Louesa Akin Title: "Improving Protein Structure Prediction by Incorporating Sparse NMR Restraints" Mentor: Jens Meiler Department: Chemistry Home Institution: Centre College
Research Abstract: Computational modeling can provide a way for structural biologists to predict protein structures when traditional experimental methods alone, such as X-ray crystallography and NMR, fail. A template-free, de novo protein structure prediction algorithm is currently under development within the Biochemical Library (BCL) suite of applications. This application, BCL::Fold, is capable of predicting protein structures for both soluble and membrane proteins with or without experimental restraints. While the current BCL::Fold algorithm can incorporate cryo-EM and EPR restraints, it cannot yet incorporate NMR restraints, which is the focus of this project. In order to incorporate these restraints into the current BCL::Fold framework, separate scoring functions for NOEs, a distance restraint, and RDCs, an orientational restraint, were introduced to evaluate predicted models versus the experimentally determined restraints. The effect of utilizing NMR restraints on the accuracy of the BCL::Fold algorithm was then assessed by predicting the structures of a set of benchmark proteins with and without restraints. More native-like structures (as determined by having an RMSD100 of less than eight angstroms) were generated when using NOE restraints and RDC restraints. This suggests that BCL::Fold will be a useful tool for predicting protein structures when NMR restraints are too sparse for traditional structure determination methods.
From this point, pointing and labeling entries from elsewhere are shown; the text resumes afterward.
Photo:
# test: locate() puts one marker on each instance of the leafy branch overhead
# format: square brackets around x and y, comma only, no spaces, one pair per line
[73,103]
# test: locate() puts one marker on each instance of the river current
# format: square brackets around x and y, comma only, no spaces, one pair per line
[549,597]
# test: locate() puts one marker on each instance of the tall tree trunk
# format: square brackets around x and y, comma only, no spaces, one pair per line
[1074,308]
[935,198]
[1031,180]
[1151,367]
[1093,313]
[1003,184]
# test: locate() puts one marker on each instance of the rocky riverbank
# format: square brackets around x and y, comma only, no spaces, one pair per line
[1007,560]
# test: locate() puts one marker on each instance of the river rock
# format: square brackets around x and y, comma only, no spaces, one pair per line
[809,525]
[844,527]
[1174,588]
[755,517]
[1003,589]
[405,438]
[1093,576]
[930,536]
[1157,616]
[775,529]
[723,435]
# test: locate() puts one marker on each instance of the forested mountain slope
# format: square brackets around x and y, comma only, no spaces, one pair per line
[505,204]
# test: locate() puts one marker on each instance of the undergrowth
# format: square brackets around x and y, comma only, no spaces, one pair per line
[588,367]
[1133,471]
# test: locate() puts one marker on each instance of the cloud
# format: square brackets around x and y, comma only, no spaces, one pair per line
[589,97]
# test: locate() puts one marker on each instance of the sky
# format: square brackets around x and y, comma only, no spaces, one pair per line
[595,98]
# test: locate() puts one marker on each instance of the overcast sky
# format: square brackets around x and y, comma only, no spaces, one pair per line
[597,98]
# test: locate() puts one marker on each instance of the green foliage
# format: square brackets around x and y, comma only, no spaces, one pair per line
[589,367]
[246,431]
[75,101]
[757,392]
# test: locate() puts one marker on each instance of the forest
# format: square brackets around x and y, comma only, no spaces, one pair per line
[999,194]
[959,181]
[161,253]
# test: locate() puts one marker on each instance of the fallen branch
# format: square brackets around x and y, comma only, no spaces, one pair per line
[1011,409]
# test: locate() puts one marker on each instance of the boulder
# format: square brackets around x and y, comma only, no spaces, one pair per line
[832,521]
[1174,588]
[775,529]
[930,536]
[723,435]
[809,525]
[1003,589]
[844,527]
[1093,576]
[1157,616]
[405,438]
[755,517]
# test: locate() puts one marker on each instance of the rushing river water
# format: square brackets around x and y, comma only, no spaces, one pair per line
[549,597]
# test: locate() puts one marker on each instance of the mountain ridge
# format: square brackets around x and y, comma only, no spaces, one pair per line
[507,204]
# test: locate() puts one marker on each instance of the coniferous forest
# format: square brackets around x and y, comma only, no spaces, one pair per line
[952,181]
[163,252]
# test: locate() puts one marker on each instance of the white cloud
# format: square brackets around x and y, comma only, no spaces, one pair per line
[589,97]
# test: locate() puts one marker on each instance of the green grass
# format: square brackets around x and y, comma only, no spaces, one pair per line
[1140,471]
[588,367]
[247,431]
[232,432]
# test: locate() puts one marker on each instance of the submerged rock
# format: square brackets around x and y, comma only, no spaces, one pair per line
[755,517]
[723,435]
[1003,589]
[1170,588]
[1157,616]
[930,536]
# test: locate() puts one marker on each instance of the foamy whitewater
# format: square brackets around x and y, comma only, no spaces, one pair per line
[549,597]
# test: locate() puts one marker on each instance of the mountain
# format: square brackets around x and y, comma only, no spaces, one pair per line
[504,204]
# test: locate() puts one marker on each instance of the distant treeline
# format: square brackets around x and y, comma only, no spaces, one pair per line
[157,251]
Timothy Boswell Title: "Quantifying PGE-M Levels in Urine by MALDI-MS" Mentor: Lawrence Marnett Department: Biochemistry Home Institution: Grove City College
Research Abstract: A number of cancers, including non-small cell lung cancer and colorectal carcinoma, demonstrate up-regulation of the cyclooxygenase-2 (COX-2) enzyme. Prostaglandin E2 (PGE2), a product of COX-2 catalysis, appears at elevated levels in cells of these cancers where it contributes to a number of oncogenic effects including immune evasion, angiogenesis, and proliferation. The major metabolite of PGE2, 11α-hydroxy-9,15-dioxo-2,3,4,5-tetranor-prostane-1,20-dioic acid (PGE-M), is eliminated in urine. Current studies, namely those concerning COX-2 inhibition in cancer treatment, require accurate quantification of PGE-M in urine samples. Current liquid chromatography coupled with mass spectrometry methods require time-consuming chromatographic separation and sequential analysis. We have been developing a method based on matrix-assisted laser desorption/ionization mass spectrometry (MALDI-MS) which promises greater efficiency and speed of analysis. MALDI-MS also has a higher tolerance for impure samples and can easily be adapted to a high-throughput platform for parallel analysis. Analysis of PGE-M requires derivatization in order to gain properties that make ionization and detection by MALDI-MS favorable. We have tested various hydrazine and hydroxylamine reagents that derivatize ketones to hydrazones and oximes, respectively. Reagents tested included Girard’s T reagent, Girard’s P reagent, hydroxylamine-o-sulfonic acid, and Lucifer Yellow with favorable results from both Girard’s reagents. We have been seeking to optimize sample preparation, derivatization, and MS analysis for the detection of small concentrations of PGE-M in urine so that future studies may employ our method.
Zeljka Anna Burchill Title: Metabolomic Analysis of the Immunomodulatory Effects of Tropane Alkaloids" Mentor: John McLean Department: Chemistry Home Institution: Edinboro University of Pennsylvania
Research Abstract: Cocaine is a crystalline tropane alkaloid derived from the leaves of the coca plant. This commonly abused drug has been correlated with an increased susceptibility to various infectious diseases including HIV. While the specifics remain to be discovered, cocaine, in addition to its modulation of the central nervous system, has been shown to act directly on immune cells and indirectly by covalent modification of serum proteins. Other tropane alkaloids derived from the plant family solanaceae (such as scopolamine, hyoscyamine and atropine) are known to be competitive antagonists for muscarinic acetylcholine receptors found on numerous cell types including immune cells. In this research we focus on in vitro T-cell metabolic response to the four aforementioned compounds using nanoflow ultra performance liquid chromatography-nanoelectrospray ionization-ion-mobility-mass spectrometry (nUPLC-nESI-IM-MS) in an attempt to discover perturbations that are general to tropane alkaloid exposure, as well as chemical markers specific to cocaine exposure. Multivariate statistical analysis is used to focus on both common features that are indicative of the overlap in T-cell response to the four tropane alkaloids, as well unique features that are specific to the differential response. With this information one can begin to understand the T-cell response specific to each tropane alkaloid as well as the similarities in the response, allowing for greater appreciation of the deficits cocaine abuse may cause the immune system.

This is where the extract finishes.